Recently, numerous reports on private real estate loans made to foreign financial investors had been sold, homeowners considerably.
Now aims to limit the risk of law the rights of both the borrower and the rights of businesses in dealing with financial investors, to be strengthened.
Banks should inform their customers
In future, banks, their customers even before the contract informed whether their loan can be sold. The customer then has the option of a loan process, in which it is excluded.
This requires a “significantly shaped note” in the credit contract. Missing a notice in contracts drawn up from the entry into force of the new law will be closed, the credit sale is not invalid. The customer may then, however, substitute its resultant damage.
Already, in anticipation of this scheme, some banks started to offer loans to consumers who can not be sold. However, this security comes at a price. So some banks offer their customers today, at an additional cost from 0.1 to 0.2 percentage points per year for credit sales over the life out.
Obligations of banks in credit sales
Banks have their customers will “immediately” from the change of contractor to teach. This, however, are only affected banks, the loan contract completely out of hand. They remain even after the loan sale contact for the debtor, because they take customer service, experiences of borrowers from banks deal nothing.
This model is especially large banks, contending that the collection or the care of departments or subsidiaries outsource.

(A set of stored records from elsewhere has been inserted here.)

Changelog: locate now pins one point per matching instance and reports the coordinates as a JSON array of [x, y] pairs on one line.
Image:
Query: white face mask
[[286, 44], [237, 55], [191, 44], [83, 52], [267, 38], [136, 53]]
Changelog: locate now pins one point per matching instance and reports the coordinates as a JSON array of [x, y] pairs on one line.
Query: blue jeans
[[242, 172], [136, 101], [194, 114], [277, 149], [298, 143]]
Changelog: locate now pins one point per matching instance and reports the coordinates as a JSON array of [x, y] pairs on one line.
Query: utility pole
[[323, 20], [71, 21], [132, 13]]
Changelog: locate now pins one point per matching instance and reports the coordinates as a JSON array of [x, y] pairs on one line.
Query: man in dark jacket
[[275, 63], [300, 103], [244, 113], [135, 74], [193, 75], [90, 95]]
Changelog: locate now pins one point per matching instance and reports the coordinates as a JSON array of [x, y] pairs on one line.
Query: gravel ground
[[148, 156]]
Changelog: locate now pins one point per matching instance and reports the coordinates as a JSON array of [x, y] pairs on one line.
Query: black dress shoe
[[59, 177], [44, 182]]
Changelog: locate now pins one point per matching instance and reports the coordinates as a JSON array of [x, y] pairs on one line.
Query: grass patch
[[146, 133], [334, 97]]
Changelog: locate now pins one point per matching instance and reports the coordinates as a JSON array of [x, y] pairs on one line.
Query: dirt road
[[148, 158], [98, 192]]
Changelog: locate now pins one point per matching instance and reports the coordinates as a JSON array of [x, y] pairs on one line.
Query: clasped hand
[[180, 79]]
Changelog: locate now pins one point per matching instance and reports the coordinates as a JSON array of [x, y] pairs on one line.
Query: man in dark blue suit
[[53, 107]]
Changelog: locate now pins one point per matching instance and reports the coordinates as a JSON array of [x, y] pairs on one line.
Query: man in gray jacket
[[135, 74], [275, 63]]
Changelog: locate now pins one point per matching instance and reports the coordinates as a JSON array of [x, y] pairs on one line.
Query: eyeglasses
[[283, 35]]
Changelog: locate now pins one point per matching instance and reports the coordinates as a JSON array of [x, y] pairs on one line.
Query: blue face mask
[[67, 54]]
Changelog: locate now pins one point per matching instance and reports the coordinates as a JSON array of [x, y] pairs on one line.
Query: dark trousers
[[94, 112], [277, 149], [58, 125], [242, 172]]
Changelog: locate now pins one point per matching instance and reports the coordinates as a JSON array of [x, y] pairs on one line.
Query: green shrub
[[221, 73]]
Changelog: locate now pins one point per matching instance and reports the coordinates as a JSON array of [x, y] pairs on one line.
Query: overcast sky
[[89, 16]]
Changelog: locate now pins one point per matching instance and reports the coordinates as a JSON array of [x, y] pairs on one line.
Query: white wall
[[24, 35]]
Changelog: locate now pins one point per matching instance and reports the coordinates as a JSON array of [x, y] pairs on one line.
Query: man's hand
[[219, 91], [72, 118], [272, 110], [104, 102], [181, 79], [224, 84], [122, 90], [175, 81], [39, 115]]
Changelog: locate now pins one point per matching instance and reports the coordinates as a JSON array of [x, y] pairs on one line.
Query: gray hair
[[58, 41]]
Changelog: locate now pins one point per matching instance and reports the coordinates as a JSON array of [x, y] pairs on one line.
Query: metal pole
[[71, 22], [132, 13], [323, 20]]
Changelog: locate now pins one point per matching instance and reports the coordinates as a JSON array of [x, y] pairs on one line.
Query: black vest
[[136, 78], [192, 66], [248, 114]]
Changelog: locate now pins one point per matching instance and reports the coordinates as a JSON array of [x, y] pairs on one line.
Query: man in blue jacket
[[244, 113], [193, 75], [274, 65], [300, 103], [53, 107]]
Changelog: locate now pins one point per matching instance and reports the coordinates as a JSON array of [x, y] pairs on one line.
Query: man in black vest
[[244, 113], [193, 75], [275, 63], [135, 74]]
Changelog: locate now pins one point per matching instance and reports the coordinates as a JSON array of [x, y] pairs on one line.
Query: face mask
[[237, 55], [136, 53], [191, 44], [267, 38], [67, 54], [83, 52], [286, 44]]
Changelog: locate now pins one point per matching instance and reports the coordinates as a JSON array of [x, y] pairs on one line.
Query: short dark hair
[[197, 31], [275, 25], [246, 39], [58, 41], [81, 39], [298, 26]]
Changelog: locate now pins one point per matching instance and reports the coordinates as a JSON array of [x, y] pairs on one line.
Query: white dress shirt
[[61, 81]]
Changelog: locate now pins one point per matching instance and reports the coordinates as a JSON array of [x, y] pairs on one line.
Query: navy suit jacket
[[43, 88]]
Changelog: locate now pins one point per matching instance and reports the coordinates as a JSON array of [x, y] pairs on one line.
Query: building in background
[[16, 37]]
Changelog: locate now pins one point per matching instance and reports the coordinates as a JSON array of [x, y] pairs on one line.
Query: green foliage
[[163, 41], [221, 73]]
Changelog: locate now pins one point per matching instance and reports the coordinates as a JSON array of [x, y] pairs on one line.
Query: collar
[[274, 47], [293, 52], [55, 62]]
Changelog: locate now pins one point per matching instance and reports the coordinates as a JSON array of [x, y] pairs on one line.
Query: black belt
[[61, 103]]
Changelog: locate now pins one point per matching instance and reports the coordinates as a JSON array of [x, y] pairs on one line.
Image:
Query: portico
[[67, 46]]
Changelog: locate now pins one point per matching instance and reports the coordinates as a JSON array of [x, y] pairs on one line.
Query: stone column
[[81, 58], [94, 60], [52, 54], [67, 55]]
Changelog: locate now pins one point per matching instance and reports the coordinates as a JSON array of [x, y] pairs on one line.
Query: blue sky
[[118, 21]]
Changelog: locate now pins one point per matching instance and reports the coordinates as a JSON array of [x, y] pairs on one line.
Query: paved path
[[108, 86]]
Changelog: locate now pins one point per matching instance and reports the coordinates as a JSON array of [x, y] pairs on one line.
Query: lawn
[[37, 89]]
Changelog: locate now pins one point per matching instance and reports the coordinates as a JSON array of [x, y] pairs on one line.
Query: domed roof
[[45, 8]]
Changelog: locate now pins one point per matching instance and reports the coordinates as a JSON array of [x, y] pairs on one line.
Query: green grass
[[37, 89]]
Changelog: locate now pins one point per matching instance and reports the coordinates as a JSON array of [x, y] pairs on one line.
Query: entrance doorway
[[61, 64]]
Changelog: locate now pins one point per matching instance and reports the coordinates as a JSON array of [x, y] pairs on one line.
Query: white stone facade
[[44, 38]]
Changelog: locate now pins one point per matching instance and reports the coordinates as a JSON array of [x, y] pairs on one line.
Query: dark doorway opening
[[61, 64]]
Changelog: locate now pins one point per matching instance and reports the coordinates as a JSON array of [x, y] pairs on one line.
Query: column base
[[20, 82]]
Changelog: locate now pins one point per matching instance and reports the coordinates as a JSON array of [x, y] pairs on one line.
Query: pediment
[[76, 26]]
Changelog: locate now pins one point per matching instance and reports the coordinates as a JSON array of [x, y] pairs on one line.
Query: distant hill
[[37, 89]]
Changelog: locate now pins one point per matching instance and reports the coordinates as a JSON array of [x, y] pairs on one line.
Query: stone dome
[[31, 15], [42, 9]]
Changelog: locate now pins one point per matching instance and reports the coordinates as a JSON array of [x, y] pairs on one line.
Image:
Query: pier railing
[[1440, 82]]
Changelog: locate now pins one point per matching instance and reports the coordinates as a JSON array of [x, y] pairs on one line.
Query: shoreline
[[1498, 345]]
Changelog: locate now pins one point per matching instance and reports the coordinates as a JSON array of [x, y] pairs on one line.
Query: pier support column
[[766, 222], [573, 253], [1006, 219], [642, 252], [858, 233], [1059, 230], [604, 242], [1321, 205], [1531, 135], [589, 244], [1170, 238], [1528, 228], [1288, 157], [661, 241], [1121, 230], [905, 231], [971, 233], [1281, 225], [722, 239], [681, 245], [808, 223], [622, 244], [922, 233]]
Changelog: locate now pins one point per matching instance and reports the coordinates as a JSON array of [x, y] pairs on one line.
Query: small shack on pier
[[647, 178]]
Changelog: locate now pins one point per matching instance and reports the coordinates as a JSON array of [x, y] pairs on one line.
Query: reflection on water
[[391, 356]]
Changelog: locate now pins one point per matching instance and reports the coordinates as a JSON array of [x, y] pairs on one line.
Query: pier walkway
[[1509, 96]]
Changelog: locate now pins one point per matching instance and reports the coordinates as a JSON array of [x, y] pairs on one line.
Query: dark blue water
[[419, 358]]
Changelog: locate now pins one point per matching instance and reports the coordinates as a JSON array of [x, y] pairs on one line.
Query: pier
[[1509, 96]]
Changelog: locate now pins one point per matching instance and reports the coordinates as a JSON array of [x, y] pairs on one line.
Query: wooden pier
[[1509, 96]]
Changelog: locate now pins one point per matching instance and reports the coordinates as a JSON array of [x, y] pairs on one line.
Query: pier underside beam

With mortgage interest rates contracts are usually for five to 20 years. After the expiry of such fixed-rate borrowers and creditors to negotiate new terms. A general right to a follow-on financing is in place and it will not happen in future.

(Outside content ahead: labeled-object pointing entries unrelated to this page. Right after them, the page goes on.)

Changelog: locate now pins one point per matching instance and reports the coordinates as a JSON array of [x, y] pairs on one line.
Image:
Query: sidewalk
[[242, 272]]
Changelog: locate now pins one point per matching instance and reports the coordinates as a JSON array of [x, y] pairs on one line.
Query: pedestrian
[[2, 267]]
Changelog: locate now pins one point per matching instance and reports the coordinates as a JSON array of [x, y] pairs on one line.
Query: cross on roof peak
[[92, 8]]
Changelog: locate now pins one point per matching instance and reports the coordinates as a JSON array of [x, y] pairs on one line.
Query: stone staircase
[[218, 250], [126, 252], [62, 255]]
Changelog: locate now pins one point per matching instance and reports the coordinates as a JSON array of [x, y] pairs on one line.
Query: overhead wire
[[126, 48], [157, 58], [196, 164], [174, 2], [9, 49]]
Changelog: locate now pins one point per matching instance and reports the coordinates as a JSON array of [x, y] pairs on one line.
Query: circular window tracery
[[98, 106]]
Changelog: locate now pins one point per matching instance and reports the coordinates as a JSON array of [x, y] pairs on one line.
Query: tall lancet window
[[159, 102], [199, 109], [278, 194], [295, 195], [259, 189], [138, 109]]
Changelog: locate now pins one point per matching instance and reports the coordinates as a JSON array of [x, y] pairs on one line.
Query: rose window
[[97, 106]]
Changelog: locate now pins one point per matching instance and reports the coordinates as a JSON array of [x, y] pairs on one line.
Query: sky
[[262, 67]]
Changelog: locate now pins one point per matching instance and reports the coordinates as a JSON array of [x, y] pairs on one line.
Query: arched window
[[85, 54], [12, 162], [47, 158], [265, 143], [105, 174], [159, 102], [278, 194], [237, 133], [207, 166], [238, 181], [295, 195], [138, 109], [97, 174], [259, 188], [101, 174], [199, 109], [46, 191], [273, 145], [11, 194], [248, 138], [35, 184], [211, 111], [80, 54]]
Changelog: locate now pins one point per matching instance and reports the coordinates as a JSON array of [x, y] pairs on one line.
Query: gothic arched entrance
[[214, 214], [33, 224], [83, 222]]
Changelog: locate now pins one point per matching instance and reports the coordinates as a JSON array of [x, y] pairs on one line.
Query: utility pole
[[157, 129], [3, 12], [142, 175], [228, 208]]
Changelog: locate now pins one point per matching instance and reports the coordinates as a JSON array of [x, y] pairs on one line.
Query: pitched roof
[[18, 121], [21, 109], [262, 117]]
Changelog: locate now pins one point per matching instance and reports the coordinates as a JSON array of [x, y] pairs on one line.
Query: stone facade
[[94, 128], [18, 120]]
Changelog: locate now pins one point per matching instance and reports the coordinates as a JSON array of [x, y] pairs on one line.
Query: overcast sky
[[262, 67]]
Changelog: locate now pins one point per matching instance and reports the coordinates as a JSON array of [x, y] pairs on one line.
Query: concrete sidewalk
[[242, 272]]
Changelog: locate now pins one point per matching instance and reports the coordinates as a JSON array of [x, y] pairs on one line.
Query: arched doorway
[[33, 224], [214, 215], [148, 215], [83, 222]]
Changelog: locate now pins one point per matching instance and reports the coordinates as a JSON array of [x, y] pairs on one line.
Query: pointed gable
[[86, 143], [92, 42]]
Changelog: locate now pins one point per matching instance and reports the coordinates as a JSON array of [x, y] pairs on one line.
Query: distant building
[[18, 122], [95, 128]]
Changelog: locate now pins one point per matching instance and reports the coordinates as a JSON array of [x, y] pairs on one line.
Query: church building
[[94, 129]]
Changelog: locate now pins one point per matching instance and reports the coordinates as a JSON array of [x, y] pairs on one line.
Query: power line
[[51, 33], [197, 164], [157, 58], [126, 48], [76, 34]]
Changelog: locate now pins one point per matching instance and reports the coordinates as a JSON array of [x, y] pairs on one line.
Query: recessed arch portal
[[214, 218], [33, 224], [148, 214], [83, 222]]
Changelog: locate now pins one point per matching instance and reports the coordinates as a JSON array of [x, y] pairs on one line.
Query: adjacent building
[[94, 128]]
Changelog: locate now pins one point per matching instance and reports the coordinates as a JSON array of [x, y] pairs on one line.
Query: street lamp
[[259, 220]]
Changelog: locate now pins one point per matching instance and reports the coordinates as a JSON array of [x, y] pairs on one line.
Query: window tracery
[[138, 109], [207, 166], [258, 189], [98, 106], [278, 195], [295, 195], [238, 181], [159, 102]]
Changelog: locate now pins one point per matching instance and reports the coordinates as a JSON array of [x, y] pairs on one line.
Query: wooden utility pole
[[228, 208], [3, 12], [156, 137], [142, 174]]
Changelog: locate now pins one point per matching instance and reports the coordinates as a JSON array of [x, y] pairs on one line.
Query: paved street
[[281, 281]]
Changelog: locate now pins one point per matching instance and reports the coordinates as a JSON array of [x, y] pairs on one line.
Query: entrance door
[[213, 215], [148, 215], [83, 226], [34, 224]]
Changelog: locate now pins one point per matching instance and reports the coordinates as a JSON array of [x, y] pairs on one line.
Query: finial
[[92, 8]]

However, the banks their future customers at least three months before expiration of the rate indicate whether the contractual relationship they want to continue. Who gets a rejection, it still has at least three months to get another job to worry about.
Customers whose financial situation is hot, but do this in the future difficult. The period of three months is, therefore, especially for customers with financial difficulties very short.

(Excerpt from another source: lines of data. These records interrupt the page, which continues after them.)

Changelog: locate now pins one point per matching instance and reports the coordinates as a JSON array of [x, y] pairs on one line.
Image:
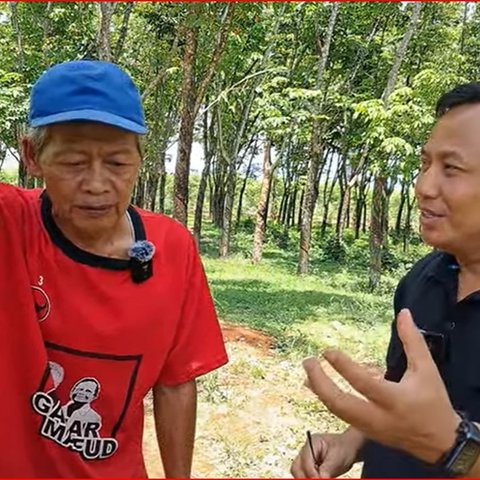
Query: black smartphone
[[437, 344]]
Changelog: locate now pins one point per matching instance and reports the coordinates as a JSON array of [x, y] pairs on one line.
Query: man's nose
[[428, 183], [96, 179]]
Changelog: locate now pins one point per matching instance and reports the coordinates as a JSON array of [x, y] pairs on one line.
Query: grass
[[305, 314]]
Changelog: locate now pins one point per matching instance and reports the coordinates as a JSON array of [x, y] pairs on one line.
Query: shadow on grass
[[275, 310]]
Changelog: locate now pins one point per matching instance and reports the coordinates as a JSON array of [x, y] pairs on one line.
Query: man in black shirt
[[419, 421]]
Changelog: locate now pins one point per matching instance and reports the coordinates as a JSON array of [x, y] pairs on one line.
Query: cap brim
[[90, 116]]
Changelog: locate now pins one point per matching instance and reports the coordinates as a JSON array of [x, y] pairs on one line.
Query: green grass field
[[328, 308]]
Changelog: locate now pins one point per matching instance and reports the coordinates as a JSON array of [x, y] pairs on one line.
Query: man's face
[[448, 187], [85, 392], [89, 171]]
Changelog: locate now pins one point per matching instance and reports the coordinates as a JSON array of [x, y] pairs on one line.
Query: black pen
[[310, 442]]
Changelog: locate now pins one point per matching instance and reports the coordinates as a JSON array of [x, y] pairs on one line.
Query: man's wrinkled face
[[89, 171], [448, 186], [85, 392]]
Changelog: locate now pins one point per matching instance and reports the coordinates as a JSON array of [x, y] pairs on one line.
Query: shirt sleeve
[[198, 346], [396, 360]]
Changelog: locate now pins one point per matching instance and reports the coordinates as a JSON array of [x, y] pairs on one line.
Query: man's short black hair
[[466, 94]]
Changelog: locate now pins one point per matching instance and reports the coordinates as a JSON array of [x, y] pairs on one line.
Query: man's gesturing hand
[[414, 415]]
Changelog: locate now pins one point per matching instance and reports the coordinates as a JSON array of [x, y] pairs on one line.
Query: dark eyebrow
[[442, 154]]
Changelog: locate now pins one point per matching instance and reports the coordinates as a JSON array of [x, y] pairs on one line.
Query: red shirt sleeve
[[198, 346]]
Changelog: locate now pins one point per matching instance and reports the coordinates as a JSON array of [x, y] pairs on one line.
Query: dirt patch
[[236, 333], [253, 413]]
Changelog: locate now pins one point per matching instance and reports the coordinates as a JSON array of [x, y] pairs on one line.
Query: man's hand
[[335, 455], [414, 415]]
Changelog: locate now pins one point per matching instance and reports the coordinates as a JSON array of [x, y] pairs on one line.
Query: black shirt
[[429, 290]]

Termination in case of late payment
If the borrower’s rates lagging behind, a termination of the loan in future more difficult. Until now there has been no mandatory rules on how big the gap in order to terminate the bank and thus to recover the loan to entitle.
A new provision (Section 498 paragraph 3 BGB) should now be laid down that the customer “with at least two installments in whole or in part” to be in default. Furthermore, the residue of at least 2.5 percent of the total nominal value of the loan.
Termination for good reason
In addition to termination for default of payment, the bank nor the right to terminate the loan agreement for good cause to terminate (Section 490 BGB). Such an important reason is when the property is about to lose value and the customer does not provide additional security or the financial situation has deteriorated.
Forced sales are still possible
Banks may – under the existing and future law – the object auction. This is made possible by a paragraph in the mortgage instrument, whereby the customer “immediate execution” subscribes. This threatens all our customers the foreclosure when the mortgage is due. Since most mortgage contracts to regulate ordering that no termination is needed, so this is payable immediately.
When do the new rules?
The new rules outlined in the Risk Limitation Act shall apply when the law comes into force. Since the first law on 4 July the Bundestag and the Bundesrat must happen, is the earliest from the autumn to be expected.
Once it is in the Government Gazette is published, it is important for all real estate loans, the newly completed or sold.